Published: 2 May 2011

Abstract

Background

Some breast cancer patients receiving anti-angiogenic treatment show increased metastases, possibly as a result of induced hypoxia. The effect of hypoxia on tumor cell migration was assessed in selected luminal, post-EMT and basal-like breast carcinoma cell lines.

Methods

Migration was assessed in luminal (MCF-7), post-EMT (MDA-MB-231, MDA-MB-435S), and basal-like (MDA-MB-468) human breast carcinoma cell lines under normal and oxygen-deprived conditions, using a collagen-based assay. Cell proliferation was determined, secreted cytokine and chemokine levels were measured using flow-cytometry and a bead-based immunoassay, and the hypoxic genes HIF-1α and CA IX were assessed using PCR. The functional effect of tumor-cell conditioned medium on the migration of neutrophil granulocytes (NG) was tested.

Results

Hypoxia caused increased migratory activity but not proliferation in all tumor cell lines, involving the release and autocrine action of soluble mediators. Conditioned medium (CM) from hypoxic cells induced migration in normoxic cells. Hypoxia changed the profile of released inflammatory mediators according to cell type. Interleukin-8 was produced only by post-EMT and basal-like cell lines, regardless of hypoxia.

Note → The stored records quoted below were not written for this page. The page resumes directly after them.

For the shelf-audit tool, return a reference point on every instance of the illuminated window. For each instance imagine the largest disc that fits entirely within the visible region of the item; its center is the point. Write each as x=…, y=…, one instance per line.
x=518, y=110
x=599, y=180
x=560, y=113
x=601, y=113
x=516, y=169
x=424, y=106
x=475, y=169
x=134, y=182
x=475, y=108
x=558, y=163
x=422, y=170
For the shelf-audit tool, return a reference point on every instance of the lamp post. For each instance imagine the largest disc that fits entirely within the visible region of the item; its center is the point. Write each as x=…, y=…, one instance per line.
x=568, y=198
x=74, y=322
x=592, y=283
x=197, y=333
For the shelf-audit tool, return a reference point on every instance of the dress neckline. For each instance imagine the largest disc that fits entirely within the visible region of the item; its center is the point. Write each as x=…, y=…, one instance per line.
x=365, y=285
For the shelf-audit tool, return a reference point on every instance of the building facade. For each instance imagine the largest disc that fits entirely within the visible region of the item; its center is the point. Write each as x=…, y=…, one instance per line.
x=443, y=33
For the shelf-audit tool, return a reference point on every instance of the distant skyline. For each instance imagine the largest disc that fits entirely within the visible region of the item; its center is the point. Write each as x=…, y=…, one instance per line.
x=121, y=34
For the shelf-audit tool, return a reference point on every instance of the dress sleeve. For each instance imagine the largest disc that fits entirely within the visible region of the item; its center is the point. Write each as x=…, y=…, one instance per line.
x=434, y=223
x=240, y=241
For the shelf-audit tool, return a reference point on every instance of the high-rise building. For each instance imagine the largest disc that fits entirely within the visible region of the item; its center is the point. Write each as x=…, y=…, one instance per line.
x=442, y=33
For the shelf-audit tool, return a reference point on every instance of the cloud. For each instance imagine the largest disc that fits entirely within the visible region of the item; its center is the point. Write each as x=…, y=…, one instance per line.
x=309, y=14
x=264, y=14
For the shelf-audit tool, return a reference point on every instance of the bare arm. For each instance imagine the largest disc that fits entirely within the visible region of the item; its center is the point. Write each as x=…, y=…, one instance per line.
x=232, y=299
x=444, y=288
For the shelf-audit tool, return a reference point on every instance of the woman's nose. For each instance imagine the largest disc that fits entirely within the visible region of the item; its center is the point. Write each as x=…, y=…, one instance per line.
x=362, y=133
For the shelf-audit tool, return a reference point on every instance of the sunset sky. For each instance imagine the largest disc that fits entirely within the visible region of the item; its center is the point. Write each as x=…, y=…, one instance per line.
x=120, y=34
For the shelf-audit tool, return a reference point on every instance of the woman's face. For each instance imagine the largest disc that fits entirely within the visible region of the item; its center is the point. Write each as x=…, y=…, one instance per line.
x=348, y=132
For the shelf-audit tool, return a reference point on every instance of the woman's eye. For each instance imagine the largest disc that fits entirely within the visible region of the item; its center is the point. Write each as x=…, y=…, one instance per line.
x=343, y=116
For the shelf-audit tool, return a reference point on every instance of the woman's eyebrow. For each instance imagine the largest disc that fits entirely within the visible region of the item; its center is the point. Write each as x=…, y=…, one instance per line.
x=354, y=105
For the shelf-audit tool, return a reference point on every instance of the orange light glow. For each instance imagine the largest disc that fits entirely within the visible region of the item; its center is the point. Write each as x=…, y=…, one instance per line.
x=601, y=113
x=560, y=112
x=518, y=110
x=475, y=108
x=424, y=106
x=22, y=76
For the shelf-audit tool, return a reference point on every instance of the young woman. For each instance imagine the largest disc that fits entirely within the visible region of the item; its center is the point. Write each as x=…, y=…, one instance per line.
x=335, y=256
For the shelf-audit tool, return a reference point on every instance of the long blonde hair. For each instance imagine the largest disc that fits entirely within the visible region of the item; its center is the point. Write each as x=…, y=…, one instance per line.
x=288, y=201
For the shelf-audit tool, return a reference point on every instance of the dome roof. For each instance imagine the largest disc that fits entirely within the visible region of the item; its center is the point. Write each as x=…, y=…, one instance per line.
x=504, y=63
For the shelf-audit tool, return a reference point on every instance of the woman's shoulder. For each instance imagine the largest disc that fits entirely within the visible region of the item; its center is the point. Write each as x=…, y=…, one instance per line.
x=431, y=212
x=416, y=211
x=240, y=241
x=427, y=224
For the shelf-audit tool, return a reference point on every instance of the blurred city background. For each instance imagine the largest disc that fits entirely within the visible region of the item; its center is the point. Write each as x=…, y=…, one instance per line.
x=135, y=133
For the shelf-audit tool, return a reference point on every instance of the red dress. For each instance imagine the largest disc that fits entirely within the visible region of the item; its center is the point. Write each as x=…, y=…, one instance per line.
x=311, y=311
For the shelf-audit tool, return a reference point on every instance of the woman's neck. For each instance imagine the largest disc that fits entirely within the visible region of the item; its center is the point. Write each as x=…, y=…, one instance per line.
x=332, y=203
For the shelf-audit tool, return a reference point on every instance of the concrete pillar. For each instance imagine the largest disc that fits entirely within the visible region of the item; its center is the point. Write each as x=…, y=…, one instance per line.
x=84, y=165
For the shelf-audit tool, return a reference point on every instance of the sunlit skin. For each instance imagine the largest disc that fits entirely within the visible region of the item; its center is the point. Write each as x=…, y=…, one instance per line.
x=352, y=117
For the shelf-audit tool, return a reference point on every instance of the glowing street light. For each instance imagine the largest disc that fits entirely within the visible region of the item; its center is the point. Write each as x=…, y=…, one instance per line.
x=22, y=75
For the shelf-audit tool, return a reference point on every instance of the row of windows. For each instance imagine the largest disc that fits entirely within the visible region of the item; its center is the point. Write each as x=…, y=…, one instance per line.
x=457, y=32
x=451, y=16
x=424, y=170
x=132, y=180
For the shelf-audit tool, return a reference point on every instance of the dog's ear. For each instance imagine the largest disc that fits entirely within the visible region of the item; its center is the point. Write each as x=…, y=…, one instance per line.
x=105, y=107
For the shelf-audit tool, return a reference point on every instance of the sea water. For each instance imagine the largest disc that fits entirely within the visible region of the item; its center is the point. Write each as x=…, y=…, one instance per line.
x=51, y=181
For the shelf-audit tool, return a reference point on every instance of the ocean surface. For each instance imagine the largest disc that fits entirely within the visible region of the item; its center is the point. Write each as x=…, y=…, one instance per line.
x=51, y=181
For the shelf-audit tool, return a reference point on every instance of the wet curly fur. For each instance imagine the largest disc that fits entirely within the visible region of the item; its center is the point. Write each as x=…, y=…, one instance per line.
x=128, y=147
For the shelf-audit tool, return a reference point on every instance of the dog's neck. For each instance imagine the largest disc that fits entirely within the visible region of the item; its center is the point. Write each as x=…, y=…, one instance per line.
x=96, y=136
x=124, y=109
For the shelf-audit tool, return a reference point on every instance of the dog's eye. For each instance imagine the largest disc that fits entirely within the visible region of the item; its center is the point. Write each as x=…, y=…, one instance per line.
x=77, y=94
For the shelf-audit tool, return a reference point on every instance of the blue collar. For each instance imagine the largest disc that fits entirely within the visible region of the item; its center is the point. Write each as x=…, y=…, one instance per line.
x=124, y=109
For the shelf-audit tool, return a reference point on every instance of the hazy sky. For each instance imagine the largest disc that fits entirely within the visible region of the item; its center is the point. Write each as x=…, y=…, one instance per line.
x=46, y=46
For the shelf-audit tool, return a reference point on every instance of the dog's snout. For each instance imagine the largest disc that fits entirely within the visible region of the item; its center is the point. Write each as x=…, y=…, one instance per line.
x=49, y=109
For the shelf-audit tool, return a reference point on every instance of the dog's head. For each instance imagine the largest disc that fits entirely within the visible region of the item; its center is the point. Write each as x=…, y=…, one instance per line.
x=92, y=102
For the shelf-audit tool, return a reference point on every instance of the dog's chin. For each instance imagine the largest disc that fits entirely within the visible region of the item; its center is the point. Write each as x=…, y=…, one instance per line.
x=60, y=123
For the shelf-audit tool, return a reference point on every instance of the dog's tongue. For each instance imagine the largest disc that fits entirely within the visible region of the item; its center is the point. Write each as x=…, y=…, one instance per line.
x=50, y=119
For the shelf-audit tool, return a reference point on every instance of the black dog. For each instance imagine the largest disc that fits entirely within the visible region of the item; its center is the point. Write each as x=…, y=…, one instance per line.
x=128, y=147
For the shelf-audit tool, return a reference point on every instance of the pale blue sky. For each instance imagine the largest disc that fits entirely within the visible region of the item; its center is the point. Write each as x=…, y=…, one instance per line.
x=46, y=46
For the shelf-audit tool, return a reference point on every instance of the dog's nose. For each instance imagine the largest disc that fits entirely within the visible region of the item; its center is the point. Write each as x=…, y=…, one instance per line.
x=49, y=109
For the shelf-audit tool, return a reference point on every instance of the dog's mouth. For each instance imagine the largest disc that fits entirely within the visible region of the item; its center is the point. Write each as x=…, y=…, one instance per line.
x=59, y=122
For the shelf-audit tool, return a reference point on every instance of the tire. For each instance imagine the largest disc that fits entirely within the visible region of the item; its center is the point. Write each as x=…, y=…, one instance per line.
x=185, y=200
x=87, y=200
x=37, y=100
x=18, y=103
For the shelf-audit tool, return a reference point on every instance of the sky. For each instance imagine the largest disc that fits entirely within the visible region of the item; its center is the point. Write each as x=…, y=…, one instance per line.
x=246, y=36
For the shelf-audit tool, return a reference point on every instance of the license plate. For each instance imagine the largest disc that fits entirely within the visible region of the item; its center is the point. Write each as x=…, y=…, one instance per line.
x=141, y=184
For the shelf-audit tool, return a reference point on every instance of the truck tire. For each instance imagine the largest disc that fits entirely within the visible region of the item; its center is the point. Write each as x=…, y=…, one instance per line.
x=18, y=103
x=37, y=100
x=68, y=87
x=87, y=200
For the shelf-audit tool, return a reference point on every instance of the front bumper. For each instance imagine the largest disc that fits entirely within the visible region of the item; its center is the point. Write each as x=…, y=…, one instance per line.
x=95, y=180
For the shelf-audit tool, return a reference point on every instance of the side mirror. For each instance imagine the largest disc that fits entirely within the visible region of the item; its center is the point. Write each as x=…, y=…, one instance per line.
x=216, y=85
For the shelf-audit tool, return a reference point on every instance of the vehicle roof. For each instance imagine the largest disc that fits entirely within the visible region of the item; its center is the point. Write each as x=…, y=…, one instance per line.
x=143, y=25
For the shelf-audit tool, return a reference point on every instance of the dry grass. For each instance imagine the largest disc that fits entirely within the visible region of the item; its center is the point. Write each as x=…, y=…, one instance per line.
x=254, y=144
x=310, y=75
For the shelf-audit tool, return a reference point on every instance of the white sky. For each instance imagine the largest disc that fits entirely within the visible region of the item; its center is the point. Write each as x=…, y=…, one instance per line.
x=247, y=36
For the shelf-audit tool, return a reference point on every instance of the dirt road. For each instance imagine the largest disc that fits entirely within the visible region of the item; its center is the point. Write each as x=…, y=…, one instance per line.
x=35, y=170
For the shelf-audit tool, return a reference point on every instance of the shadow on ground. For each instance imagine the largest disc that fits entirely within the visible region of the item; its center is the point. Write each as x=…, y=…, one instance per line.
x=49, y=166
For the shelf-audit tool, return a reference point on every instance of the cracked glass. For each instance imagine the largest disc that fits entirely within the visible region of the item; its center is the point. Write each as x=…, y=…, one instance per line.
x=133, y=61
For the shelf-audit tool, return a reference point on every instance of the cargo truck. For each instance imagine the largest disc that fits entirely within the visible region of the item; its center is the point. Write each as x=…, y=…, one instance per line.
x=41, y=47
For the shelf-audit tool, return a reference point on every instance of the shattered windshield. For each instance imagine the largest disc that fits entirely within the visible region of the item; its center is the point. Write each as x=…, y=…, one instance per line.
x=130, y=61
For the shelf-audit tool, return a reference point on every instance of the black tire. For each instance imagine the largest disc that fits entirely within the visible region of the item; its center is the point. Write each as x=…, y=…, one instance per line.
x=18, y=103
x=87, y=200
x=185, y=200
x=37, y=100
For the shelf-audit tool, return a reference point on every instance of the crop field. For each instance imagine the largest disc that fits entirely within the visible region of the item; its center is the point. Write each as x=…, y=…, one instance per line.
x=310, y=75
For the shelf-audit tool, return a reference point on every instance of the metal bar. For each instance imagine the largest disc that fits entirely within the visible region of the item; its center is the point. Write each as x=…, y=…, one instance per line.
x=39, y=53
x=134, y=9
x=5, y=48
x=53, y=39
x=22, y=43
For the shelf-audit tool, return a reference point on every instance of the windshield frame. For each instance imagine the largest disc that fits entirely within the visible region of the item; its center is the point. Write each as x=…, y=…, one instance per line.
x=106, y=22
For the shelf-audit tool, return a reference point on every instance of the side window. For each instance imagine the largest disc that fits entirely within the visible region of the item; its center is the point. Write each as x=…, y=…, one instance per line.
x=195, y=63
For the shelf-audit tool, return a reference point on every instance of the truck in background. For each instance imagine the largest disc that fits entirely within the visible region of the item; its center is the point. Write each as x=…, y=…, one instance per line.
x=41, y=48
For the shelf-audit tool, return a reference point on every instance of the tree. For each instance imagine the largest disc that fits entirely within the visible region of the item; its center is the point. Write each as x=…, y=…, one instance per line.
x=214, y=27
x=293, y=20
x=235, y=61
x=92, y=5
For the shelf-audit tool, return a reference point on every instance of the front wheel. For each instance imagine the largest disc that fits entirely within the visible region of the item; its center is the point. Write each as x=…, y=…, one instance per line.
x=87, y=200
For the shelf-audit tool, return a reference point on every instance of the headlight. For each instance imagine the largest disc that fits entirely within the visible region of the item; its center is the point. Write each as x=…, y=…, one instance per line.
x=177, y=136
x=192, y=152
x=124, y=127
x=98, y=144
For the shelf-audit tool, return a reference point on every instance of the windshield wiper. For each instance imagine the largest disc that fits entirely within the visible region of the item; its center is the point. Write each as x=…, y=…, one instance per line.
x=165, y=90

MCP-1 was produced by MDA-MB-435 and -468 cells, whereas IL-6 was present only in MDA-MB-231. IL-2, TNF-α, and NGF production was stimulated by hypoxia in MCF-7 cells. CM from normoxic and hypoxic MDA-MB-231 and MDA-MB-435S cells and hypoxic MCF-7 cells, but not MDA-MB-468, induced NG migration.

Conclusions

Hypoxia increases migration by the autocrine action of released signal substances in selected luminal and basal-like breast carcinoma cell lines which might explain why anti-angiogenic treatment can worsen clinical outcome in some patients.